Sunday, September 4, 2011

The pitfalls of compound assignment operators

Compound assignment operators

You may well know, that in Java (assuming x and y are int variables), instead of writing
    x = x + y;
you can use
    x += y;

The shortcut form is called compound assignment operator and it exists for a lot of operators. They seem harmless enough at first sight.

Now look at this:
    int x = 5, y = 3;
    x *= y + 1;
    System.out.println(x);
You may think that the second line is equivalent to x = x * y + 1, but it is not. It is equivalent to x = x * (y + 1). Therefore x becomes 5 * (3 + 1), i.e. 20.

Short circuit evaluation

Short circuit evaluation describes the fact, that in Java (and many other languages) a boolean expression is only evaluated as long as its final result is not yet known.
    boolean result = true && foo(); // foo gets called
vs.
    boolean result = false && foo(); // foo gets not called
You can (and should) use that to your advantage: Cheap operations to the left, expensive ones to the right (in case of &&, it is the other way round for ||). It also common to use short circuit evaluation for precondition checking:
    boolean result = x != null && x.getMyBool();
If x is really null, we must not call the getMyBool method as it would throw a NullPointerException.

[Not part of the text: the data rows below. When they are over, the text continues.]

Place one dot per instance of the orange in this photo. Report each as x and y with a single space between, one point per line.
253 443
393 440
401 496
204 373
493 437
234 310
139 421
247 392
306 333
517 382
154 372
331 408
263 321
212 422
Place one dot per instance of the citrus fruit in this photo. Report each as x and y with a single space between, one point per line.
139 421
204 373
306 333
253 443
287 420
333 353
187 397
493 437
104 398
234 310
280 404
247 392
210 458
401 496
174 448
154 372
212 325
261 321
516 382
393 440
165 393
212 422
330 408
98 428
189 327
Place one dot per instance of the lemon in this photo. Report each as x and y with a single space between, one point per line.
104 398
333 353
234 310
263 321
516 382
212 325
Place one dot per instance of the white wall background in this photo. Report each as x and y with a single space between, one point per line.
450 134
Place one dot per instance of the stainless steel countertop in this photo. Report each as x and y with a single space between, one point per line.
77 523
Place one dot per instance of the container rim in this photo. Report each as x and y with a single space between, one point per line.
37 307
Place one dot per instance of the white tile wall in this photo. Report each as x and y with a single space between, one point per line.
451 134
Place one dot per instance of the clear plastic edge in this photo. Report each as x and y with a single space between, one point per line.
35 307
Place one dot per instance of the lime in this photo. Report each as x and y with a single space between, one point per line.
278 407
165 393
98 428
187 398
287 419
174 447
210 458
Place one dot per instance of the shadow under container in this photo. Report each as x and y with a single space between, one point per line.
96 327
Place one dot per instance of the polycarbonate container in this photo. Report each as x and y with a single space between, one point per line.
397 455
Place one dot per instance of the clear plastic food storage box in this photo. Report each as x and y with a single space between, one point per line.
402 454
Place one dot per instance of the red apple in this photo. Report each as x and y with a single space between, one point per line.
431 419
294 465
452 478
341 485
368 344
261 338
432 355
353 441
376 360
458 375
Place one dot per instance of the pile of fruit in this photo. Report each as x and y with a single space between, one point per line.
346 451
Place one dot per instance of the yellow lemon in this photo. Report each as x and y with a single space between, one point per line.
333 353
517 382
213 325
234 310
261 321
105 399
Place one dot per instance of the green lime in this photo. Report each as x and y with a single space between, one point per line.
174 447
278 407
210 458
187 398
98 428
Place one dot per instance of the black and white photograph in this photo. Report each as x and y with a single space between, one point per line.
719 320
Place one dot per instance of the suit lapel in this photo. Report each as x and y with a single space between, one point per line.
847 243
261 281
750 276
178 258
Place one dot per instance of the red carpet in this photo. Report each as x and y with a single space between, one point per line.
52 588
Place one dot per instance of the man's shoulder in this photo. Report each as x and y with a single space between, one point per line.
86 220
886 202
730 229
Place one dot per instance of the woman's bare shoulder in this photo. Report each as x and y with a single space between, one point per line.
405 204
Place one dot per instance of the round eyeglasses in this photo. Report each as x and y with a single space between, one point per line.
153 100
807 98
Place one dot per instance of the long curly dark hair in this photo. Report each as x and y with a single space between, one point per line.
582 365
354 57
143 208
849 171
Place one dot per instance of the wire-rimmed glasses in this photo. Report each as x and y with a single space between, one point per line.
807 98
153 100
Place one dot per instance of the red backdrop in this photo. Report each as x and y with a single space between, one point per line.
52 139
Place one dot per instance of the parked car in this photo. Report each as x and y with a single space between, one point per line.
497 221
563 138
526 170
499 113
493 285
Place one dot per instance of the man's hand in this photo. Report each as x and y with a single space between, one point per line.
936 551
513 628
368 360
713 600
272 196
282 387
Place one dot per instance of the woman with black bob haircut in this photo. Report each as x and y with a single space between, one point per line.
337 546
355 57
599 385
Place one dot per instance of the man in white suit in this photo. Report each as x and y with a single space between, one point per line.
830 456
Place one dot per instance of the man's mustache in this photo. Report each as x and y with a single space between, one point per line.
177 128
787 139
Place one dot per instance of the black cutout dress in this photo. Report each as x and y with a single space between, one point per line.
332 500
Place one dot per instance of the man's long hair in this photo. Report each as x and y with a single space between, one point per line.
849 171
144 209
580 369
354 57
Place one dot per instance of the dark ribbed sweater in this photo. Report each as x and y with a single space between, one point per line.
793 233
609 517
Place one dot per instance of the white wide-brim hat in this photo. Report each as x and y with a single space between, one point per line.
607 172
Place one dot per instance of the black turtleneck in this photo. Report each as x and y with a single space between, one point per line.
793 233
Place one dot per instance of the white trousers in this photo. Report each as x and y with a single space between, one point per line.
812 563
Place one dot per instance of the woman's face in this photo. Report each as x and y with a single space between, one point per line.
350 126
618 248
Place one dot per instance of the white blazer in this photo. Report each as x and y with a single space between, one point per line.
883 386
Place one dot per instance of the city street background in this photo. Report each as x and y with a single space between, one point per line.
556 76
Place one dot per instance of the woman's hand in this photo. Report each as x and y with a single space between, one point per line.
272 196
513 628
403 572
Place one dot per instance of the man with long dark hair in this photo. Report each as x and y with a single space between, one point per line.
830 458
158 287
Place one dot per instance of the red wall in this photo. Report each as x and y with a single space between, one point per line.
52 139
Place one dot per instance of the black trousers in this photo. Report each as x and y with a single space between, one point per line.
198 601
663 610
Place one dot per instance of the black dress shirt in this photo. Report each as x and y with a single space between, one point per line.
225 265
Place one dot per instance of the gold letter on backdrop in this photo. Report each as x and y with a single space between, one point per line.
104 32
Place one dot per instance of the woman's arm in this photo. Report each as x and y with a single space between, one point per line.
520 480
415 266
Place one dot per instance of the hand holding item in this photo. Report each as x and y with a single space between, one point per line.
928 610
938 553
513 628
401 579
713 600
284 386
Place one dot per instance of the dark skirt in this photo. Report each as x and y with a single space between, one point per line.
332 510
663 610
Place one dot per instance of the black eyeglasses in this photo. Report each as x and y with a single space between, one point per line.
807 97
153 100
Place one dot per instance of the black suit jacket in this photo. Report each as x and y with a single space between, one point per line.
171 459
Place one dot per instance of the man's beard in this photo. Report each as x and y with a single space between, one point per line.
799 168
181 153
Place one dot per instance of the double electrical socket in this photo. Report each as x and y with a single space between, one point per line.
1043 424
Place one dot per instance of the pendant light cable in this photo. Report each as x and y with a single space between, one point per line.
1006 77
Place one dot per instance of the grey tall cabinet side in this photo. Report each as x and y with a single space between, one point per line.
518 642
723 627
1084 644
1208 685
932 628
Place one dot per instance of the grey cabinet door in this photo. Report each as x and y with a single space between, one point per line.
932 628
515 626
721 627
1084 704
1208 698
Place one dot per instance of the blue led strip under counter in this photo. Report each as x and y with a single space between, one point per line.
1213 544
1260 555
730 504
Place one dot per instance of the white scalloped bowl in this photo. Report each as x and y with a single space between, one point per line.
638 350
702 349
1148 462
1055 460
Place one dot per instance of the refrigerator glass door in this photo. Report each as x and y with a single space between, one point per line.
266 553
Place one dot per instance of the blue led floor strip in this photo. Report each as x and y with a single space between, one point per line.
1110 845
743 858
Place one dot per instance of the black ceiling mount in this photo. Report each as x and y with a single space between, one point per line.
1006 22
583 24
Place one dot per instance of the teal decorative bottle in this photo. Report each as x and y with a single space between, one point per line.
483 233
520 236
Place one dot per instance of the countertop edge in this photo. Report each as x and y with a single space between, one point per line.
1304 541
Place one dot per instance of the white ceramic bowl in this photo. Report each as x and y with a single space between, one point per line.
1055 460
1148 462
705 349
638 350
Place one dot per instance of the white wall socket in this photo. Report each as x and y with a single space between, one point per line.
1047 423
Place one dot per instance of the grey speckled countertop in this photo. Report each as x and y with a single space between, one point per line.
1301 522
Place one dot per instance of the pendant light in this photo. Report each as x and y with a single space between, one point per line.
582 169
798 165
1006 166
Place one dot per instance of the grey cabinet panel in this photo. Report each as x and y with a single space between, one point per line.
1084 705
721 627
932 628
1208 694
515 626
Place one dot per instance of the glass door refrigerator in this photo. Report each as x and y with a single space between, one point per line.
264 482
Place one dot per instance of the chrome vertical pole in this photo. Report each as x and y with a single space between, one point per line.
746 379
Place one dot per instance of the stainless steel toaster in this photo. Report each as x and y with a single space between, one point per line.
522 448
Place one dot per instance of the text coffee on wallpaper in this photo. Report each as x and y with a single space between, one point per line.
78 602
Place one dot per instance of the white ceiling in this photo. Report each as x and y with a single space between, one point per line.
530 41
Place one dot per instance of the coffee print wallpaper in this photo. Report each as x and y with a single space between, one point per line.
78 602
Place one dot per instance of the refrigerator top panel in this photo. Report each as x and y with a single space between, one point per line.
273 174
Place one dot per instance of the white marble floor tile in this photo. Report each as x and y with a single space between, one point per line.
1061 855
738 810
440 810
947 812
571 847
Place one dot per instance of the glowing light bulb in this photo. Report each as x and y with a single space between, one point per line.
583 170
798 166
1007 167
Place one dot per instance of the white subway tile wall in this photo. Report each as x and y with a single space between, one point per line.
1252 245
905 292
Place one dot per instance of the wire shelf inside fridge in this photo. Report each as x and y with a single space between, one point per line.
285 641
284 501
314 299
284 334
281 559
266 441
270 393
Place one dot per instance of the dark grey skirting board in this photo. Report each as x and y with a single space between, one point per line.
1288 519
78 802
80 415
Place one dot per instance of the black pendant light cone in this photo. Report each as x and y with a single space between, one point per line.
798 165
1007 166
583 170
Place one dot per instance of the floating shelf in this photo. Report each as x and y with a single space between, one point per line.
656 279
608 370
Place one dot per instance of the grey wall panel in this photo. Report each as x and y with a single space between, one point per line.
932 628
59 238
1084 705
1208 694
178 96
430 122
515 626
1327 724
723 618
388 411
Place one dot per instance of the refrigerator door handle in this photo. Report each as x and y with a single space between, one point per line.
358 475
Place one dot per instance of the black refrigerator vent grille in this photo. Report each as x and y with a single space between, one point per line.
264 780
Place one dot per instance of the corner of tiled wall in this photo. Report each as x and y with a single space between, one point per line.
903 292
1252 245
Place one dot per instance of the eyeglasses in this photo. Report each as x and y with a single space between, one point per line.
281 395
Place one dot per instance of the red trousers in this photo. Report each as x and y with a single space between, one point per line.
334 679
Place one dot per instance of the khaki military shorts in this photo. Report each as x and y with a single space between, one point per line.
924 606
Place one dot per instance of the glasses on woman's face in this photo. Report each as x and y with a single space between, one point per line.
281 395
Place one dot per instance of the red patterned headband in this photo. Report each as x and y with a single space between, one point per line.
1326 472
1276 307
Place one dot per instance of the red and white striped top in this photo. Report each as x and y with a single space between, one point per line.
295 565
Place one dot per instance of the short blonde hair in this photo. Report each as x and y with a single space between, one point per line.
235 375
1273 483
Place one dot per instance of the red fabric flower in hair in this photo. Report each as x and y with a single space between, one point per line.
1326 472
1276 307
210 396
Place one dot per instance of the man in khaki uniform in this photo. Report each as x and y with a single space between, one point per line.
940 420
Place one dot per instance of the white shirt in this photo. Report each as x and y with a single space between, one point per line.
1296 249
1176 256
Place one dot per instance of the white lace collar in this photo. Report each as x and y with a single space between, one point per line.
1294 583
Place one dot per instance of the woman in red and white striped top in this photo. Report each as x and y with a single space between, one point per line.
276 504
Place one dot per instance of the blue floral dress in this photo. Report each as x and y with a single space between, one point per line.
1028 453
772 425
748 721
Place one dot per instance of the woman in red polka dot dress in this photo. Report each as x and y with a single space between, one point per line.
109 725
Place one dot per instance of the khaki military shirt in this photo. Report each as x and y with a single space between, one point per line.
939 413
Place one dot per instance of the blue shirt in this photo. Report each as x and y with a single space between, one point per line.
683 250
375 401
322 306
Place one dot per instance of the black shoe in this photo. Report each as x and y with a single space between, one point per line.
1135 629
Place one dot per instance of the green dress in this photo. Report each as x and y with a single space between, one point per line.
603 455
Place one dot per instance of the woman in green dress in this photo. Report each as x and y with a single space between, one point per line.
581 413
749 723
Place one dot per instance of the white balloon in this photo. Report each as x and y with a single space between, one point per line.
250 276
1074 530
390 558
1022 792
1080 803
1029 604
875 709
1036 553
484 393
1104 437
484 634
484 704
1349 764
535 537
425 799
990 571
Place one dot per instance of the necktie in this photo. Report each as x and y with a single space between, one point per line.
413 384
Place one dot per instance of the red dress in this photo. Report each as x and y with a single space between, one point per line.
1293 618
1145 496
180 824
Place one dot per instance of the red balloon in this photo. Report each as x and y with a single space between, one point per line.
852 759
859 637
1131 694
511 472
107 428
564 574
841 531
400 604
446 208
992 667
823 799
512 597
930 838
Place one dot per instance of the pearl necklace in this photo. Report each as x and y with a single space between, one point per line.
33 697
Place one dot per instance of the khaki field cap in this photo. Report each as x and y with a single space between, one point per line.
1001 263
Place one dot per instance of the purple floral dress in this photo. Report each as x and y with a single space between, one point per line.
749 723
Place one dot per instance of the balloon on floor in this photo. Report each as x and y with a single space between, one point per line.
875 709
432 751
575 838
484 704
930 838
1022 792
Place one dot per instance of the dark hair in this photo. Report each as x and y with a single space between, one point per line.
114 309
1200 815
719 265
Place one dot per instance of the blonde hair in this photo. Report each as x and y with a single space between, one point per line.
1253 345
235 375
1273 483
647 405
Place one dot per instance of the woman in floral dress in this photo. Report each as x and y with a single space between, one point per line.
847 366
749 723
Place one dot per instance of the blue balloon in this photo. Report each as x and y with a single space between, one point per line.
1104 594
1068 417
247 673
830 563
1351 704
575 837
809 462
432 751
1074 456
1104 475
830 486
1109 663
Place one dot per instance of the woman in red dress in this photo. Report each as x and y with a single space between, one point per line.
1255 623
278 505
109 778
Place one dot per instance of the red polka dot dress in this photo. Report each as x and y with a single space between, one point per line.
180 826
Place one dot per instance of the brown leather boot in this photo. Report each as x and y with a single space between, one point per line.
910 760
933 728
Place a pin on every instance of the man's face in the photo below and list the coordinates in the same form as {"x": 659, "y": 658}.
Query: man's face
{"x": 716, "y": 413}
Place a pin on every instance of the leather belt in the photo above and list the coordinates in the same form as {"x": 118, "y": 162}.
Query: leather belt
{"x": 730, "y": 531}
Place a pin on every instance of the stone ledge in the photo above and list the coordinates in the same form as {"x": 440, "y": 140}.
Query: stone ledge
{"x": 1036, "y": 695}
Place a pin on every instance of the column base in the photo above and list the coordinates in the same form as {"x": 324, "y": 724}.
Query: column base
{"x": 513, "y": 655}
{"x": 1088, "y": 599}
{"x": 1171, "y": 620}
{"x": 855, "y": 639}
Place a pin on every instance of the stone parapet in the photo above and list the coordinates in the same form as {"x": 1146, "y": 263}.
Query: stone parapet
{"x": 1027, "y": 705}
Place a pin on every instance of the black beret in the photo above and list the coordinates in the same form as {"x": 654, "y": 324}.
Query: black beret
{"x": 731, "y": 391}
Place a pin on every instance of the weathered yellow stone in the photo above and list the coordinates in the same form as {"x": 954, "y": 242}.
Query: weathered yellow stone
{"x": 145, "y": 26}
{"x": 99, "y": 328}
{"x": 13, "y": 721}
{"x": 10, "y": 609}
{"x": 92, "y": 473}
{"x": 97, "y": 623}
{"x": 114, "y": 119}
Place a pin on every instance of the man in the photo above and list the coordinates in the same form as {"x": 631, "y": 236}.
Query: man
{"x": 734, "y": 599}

The misleading &= operator

Back to compound assignment operators, there is a &= operator. At first sight, it looks like you could abbreviate
    keep = keep && foo();
by
    keep &= foo();
But, alas, you loose short circuit evaluation, because that really means
    keep = keep & foo();
And the & operator has no short circuit evaluation.

This can be detrimental to the performance of your code, e.g. in cases like this:
   keep &= expensiveOperation1(); 
   keep &= expensiveOperation2(); 
   keep &= expensiveOperation3(); 
   keep &= expensiveOperation4(); 
Or outright fatal, if an operation must not be called
   Object x = null;
   boolean keep = x != null;
   keep &= x.toString().isEmpty();
And there is no &&= compound assignment operator. 

Conclusion

It makes me wonder whether the comfort of saving a few keystrokes and having slightly more compact code to read outweighs these pitfalls and the increased complexity of the language.




Wednesday, July 20, 2011

Removing entries from a Java Collection

Let's look at some simple code:
public static void main(String[] args) {
  Map<String, String> m = new HashMap<String, String>();
  m.put("A", "B"); m.put("C", "D"); m.put("E", "F");
  for (Map.Entry<String, String> e : m.entrySet()) {
    if (e.getValue().equals("D")) {
      m.remove(e.getKey());
    }
  }
} 
After setting up a map which contains three entries (A->B, C->D, E->F), it iterates over its entries and removes an entry, if it matches a certain condition.
Compile, Run, works perfectly (on my machine, with my JDK, etc.)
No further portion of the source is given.